If not, then how would you prove it? I've thought of multiple examples that do not support this but cannot think of how to go about proving it.

Answer 1

Suppose $b:=\sup B>\sup A=:a $. Then for any $\varepsilon>0$ we have $B\cap(b-\varepsilon,b]\neq\varnothing$. Since $b>a$ we can choose $\varepsilon$ such that $b-\varepsilon>a$, and thus $B$ has an element greather than $a$, and this is an upper bound for $A$.

Answer 2

Now I need the fact that $\sup(A),\sup(B)\in \mathbb{R}$ by completeness of $\mathbb{R}$.

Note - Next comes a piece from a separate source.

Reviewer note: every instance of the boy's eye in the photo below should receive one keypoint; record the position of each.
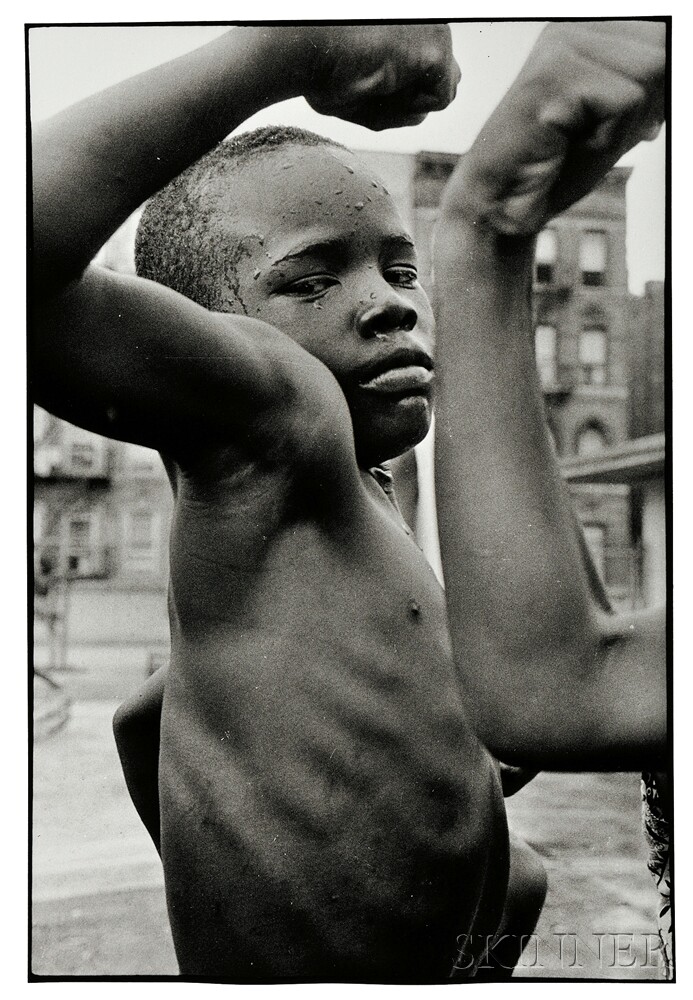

Then since $\sup{A}<\sup{B}$, so $\exists b^*\in B$ such that $b^*>\sup{A}$ (by definition of sup).

Hence, $b^*$ is the desired upper bound.

Answer 3

The assumption: $\forall b\in B \exists a\in A : a\gt b$.

But, $\forall a\in A, a\le supA$, by definition.

So $\forall b\in B, supA\ge b$.

Thus $supA\ge supB$...

Answer 4

When all else fails, try thinking about the definitions. Here's how you do that.

$\sup B\gt\sup A$

$\sup B$ is the LEAST UPPER BOUND of $B.$

Sinse $\sup B$ is the LEAST upper bound of $B,$ nothing smaller than $\sup B$ can be an upper bound of $B.$

Since $\sup A$ is smaller than $\sup B,$ that means $\sup A$ is not an upper bound of $B.$

Since $\sup A$ is not an upper bound of $B,$ that means some element of $B$ is bigger than $\sup A.$

Since $\sup A$ is an upper bound of $A,$ that means some element of $B$ is bigger than an upper bound of $A.$

Since anything bigger than an upper bound is also an upper bound, that means some element of $B$ is an upper bound of $A.$